Para os envolvidos nos atos de 8 de janeiro de 2023, o texto aprovado pela CCJ determina que a progressão ao regime semiaberto poderá ocorrer após o cumprimento de 16% da pena em regime fechado. Pela legislação atual, o percentual mínimo exigido é de 25%.
O projeto também prevê redução de pena de um terço a dois terços para crimes cometidos em contexto de multidão, desde que o condenado não seja considerado liderança ou financiador dos atos.
Relator da proposta no Senado, o senador Esperidião Amin (PP-SC) utilizou uma manobra regimental para alterar o alcance do texto, restringindo os benefícios apenas a crimes contra o Estado Democrático de Direito. A mudança buscou evitar que o projeto retornasse à Câmara em caso de aprovação pelo plenário.
A decisão foi tomada após críticas de juristas, parlamentares e setores da sociedade, que alertaram para possíveis brechas que poderiam beneficiar condenados por crimes comuns, como incêndio doloso, coação no curso do processo e delitos previstos na Lei das Organizações Criminosas.
O relator do PL da Dosimetria na Câmara, deputado Paulinho da Força (Solidariedade-SP), afirmou que, caso o texto seja aprovado em definitivo, Jair Bolsonaro poderia cumprir apenas dois anos e quatro meses em regime fechado. O cálculo considera a nova regra de progressão, abatimento por estudo e o período em que o ex-presidente permaneceu em prisão domiciliar.
Pelas regras atuais, Bolsonaro só teria direito à progressão após cerca de sete anos no regime fechado, com previsão de mudança para o semiaberto em abril de 2033.

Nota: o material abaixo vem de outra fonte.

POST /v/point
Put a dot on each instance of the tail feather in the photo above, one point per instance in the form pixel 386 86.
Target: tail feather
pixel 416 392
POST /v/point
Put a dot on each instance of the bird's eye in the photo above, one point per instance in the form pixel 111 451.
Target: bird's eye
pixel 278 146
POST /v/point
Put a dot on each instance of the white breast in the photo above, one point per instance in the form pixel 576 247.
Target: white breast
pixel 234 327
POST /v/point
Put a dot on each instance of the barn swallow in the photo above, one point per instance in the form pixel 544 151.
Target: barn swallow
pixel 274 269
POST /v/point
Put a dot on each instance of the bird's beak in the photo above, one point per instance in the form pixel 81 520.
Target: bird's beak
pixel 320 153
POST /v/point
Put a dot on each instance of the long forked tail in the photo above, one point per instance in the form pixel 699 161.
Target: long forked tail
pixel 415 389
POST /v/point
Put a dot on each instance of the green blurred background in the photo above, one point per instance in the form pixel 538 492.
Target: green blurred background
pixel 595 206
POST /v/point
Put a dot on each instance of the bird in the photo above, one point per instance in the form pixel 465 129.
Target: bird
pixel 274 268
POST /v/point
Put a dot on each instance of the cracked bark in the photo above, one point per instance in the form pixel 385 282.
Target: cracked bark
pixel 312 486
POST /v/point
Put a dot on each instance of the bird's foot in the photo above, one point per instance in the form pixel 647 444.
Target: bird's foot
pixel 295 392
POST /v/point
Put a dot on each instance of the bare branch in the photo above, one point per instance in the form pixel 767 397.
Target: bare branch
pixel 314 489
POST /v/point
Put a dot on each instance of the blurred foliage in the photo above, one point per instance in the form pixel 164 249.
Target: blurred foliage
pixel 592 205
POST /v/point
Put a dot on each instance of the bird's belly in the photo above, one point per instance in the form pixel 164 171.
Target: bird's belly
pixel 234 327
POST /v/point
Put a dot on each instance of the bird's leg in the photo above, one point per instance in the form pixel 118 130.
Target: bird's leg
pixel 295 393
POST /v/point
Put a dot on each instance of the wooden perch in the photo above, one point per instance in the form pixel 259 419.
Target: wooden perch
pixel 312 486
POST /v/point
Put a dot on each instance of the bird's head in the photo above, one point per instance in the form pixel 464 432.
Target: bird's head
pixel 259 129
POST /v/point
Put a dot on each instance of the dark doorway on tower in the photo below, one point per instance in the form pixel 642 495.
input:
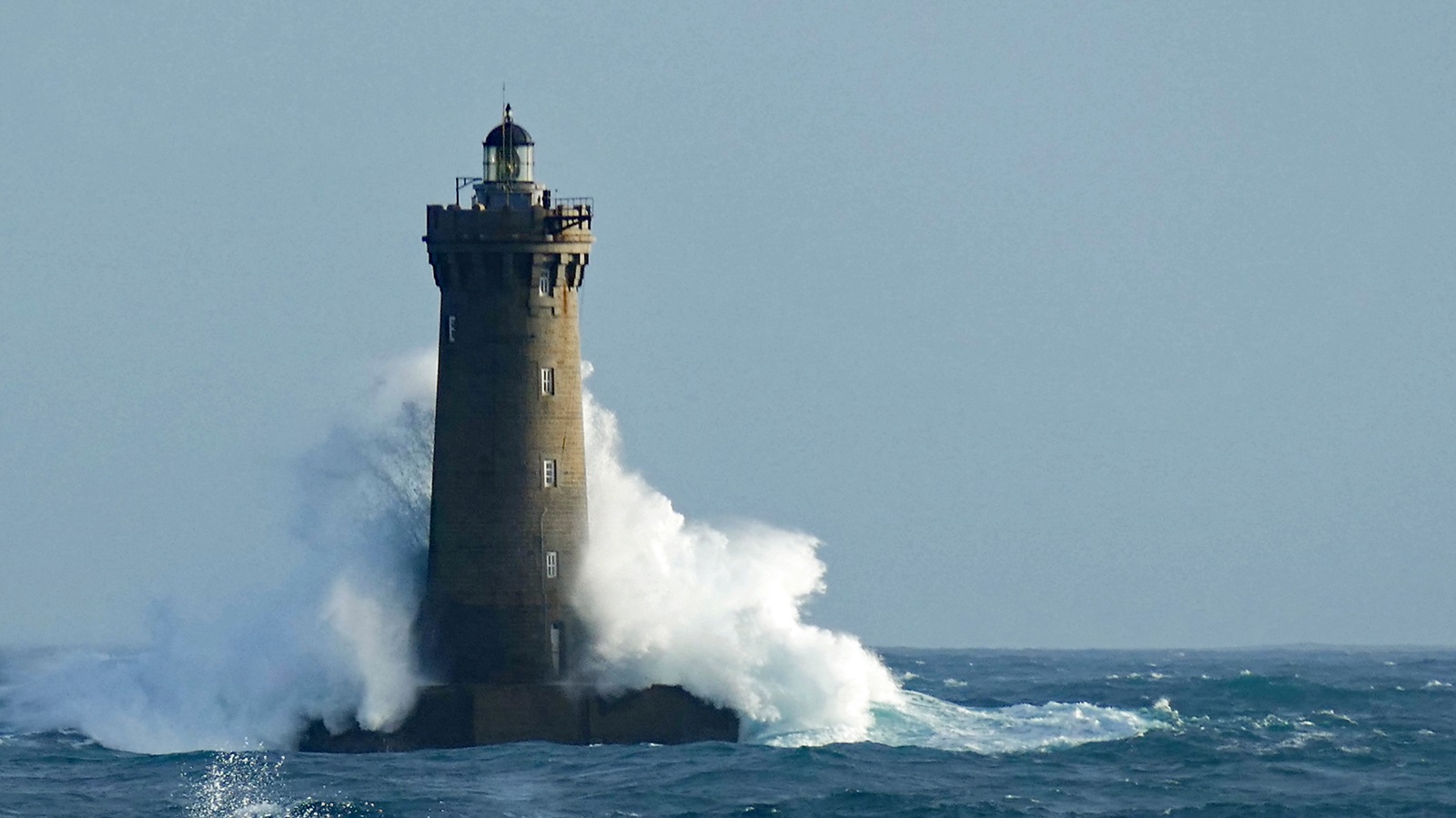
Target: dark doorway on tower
pixel 558 667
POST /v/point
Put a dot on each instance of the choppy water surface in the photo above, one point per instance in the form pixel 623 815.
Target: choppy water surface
pixel 983 732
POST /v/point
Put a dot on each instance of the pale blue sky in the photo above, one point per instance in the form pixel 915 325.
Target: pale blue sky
pixel 1062 325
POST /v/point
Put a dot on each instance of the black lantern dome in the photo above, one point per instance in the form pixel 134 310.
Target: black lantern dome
pixel 510 153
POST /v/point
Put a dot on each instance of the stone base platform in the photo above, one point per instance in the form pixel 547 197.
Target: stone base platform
pixel 470 715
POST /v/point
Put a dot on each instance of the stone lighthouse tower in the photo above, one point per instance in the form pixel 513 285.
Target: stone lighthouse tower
pixel 509 517
pixel 509 514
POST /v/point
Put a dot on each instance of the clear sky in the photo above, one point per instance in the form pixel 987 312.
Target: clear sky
pixel 1060 323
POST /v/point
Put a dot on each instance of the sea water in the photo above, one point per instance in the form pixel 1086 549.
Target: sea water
pixel 201 718
pixel 1300 731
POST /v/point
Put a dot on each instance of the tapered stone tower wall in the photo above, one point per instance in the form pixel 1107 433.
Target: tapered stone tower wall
pixel 509 517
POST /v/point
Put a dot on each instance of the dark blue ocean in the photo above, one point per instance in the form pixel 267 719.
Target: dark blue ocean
pixel 1290 731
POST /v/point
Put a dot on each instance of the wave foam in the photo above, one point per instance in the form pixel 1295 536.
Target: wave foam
pixel 669 601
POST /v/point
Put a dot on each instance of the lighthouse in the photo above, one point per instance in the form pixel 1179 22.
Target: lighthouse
pixel 509 517
pixel 497 632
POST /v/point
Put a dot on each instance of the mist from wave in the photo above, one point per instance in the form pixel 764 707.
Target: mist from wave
pixel 669 600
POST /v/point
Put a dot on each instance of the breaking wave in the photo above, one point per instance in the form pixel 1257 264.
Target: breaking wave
pixel 669 600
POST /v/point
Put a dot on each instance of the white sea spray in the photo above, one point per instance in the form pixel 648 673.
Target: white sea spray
pixel 717 611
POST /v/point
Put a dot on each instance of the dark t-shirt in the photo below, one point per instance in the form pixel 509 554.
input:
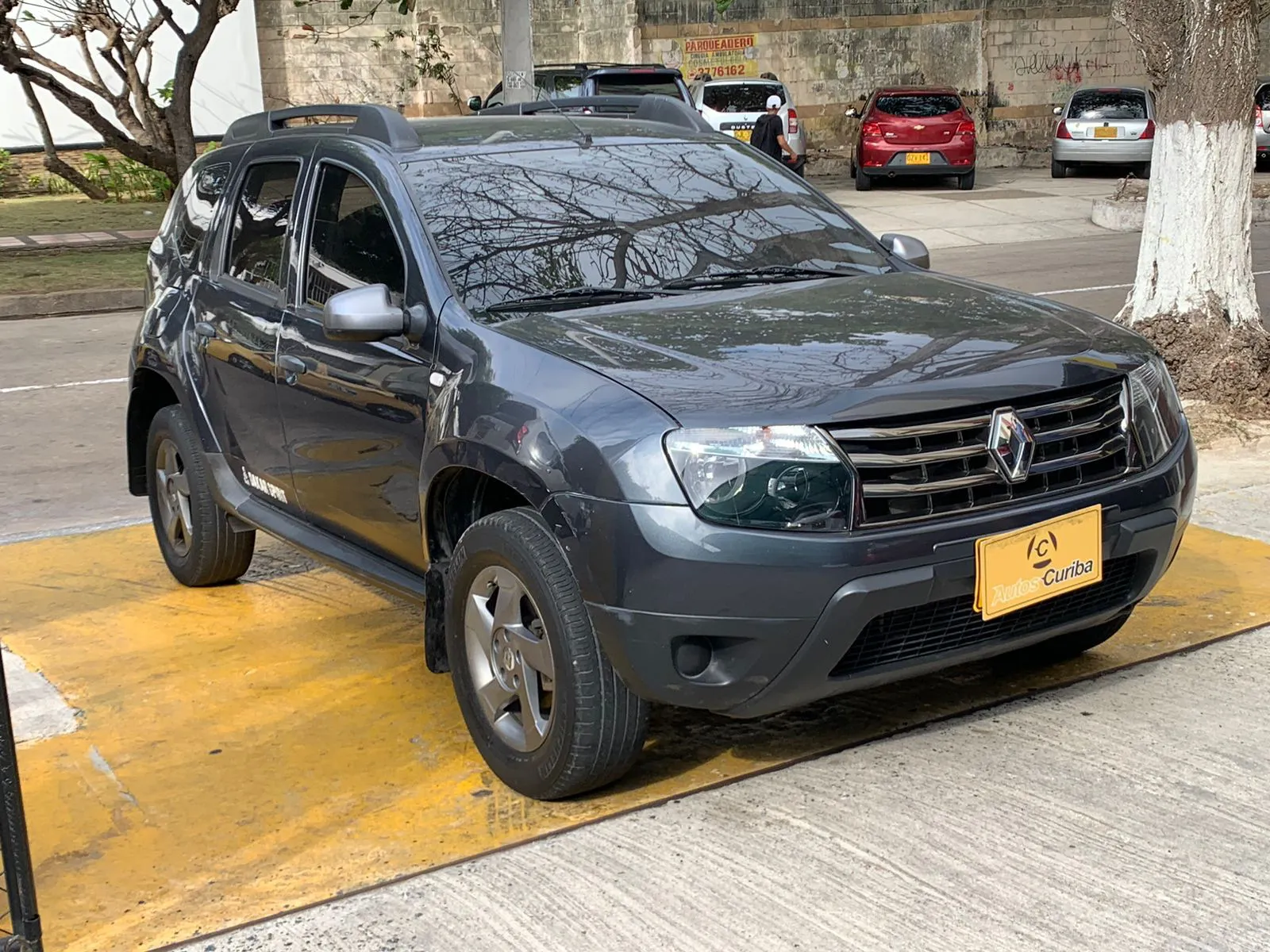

A aprovação na CCJ ocorreu mesmo diante de tentativas de adiamento por parte de senadores do PT, que apresentaram requerimentos para postergar a análise do projeto para 2026. Todas as iniciativas foram derrotadas.
O PL da Dosimetria surgiu como alternativa à pressão de aliados de Bolsonaro por uma anistia ampla aos condenados pelos atos golpistas. Segundo lideranças do Congresso, a revisão das penas seria uma forma de evitar a aprovação de uma anistia total.
O senador Rodrigo Pacheco (PSD-MG) afirmou que há consenso em parte do Congresso sobre a necessidade de ajustar as penas impostas. Já o líder do governo no Congresso, Randolfe Rodrigues (PT-AP), negou qualquer acordo para facilitar a tramitação da proposta.